Casanova, son indépendance lui est fatale
À Ajaccio, c’est l’équipe dite du Petit Bar, du nom d’un établissement du cours Napoléon, qui se dresse face à Casanova pour protéger le royaume de Jean-Jé. Mais l’histoire a besoin d’un troisième homme, celui qui préside encore aujourd’hui aux destinées du club de foot d’Ajaccio (voir La Corse sous enquête I). Selon une thèse jugée sérieuse par la police, l’impénétrable Alain Orsoni aurait monté un deal avec Richard Casanova au cours de rencontres africaines. En lobbyiste, Michel Tomi, ancien croupier à Monaco et ex-associé de Feliciaggi, qui a pris en main les destinées africaines. Tomi a d’ailleurs été longuement interrogé dans le cadre de l’enquête sur l’assassinat de Casanova. La mise en examen d’Orsoni pour avoir commandité l’assassinat d’un certain Thierry Castola pourrait étayer une partie de ce “scénario” judiciaire.

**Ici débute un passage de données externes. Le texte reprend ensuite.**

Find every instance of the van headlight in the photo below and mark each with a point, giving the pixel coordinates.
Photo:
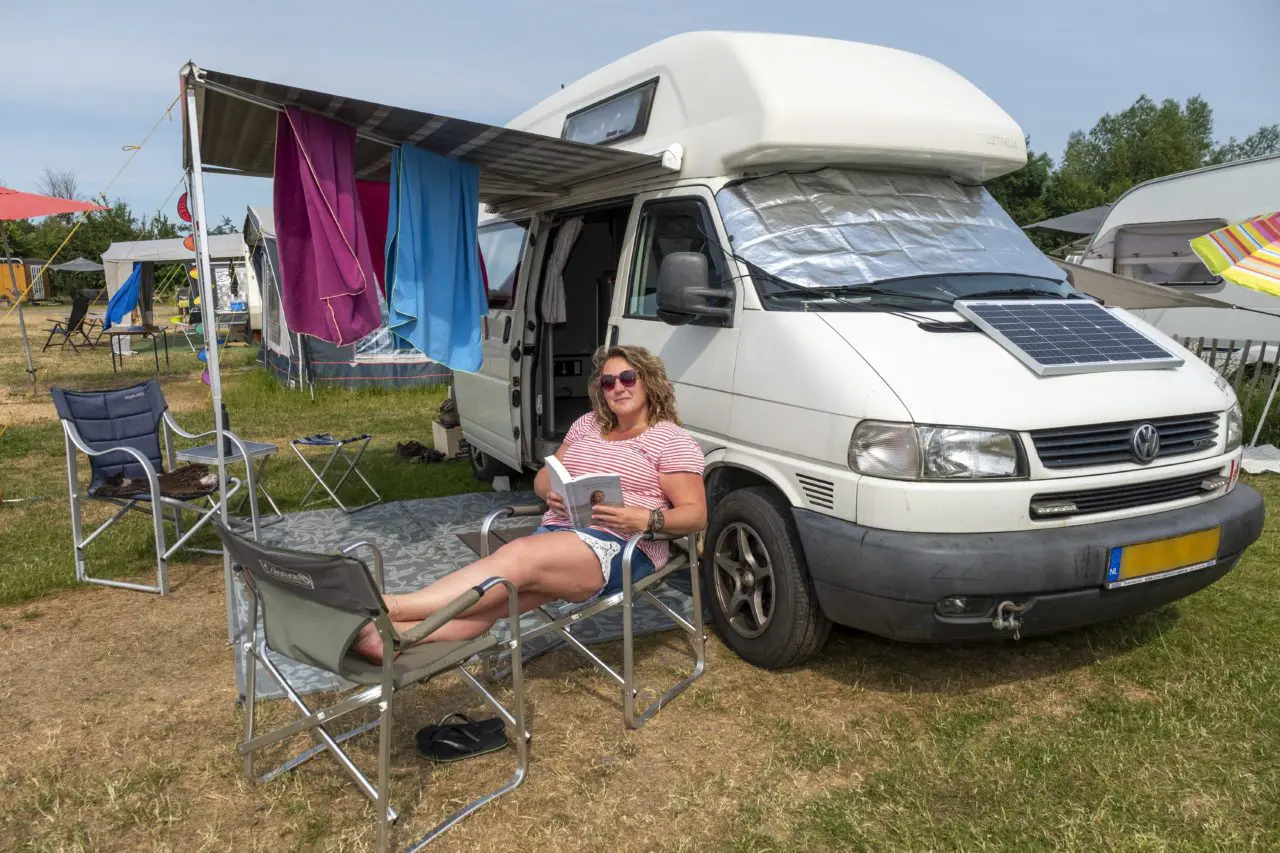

“En fait, avec le retour d’“Alain”, toutes les vieilles rivalités issues de la sanglante guerre entre nationalistes qui a opposé dans les années 1993-1996 la Cuncolta Naziunalista au MPA sont remontées à la surface. S’ajoutent des rancœurs entre anciens du MPA, qui s’entretuent désormais entre eux”, explique un magistrat spécialisé.
Des rivalités issues de la sanglante guerre entre nationalistes
Orsoni, qui s’est beaucoup épanché dans les médias à la suite de l’assassinat en novembre dernier du président de la chambre de commerce d’Ajaccio (Jacques Nacer), nie en bloc toute implication. Il évoque une manipulation policière destinée à braquer les projecteurs sur lui. Mais, s’il demeure libre de ses mouvements après plusieurs mois passés en détention, il n’en est pas de même de son fils Guy, incarcéré après son interpellation à Madrid en 2011. Il est soupçonné d’être impliqué dans quatre assassinats qui ont touché des membres de l’équipe du Petit Bar. Le suspect aurait bénéficié d’étranges complicités. C’est ainsi qu’il échappe le 3 juin 2009 à une première arrestation. Un appel téléphonique survient la veille dans le village de Vero, fief des Orsoni. Un officier de l’armée gabonaise informe sur la ligne d’un tiers de l’imminence de l’opération. Qui a tuyauté l’officier en question ? Mystère.
Depuis l’assassinat de Richard Casanova, Orsoni est désigné par le clan Colonna comme la cible à abattre. Il échappe en août 2008 à une tentative d’assassinat près du stade François-Coty. Les hommes du clan Colonna ayant été mis en terre ou en prison, c’est une femme, Marie-Jeanne Bozzi, sœur d’Ange-Marie Michelosi, qui dirigerait de loin les opérations. Mais elle restera dans l’ombre. Une sonorisation policière opérée bien plus tard dans un appartement ajaccien suggère que la CCI est contrôlée en sous-main par Orsoni. La vie de Jacques Nacer ne tient donc plus qu’à un fil.
Mais Marie-Jeanne, l’héroïne de ce remake de Mafiosa, n’assouvira jamais sa vengeance contre Alain O. Le 15 avril 2011, un tueur lui vide un chargeur dans le dos sur le parking d’un centre commercial de Porticcio.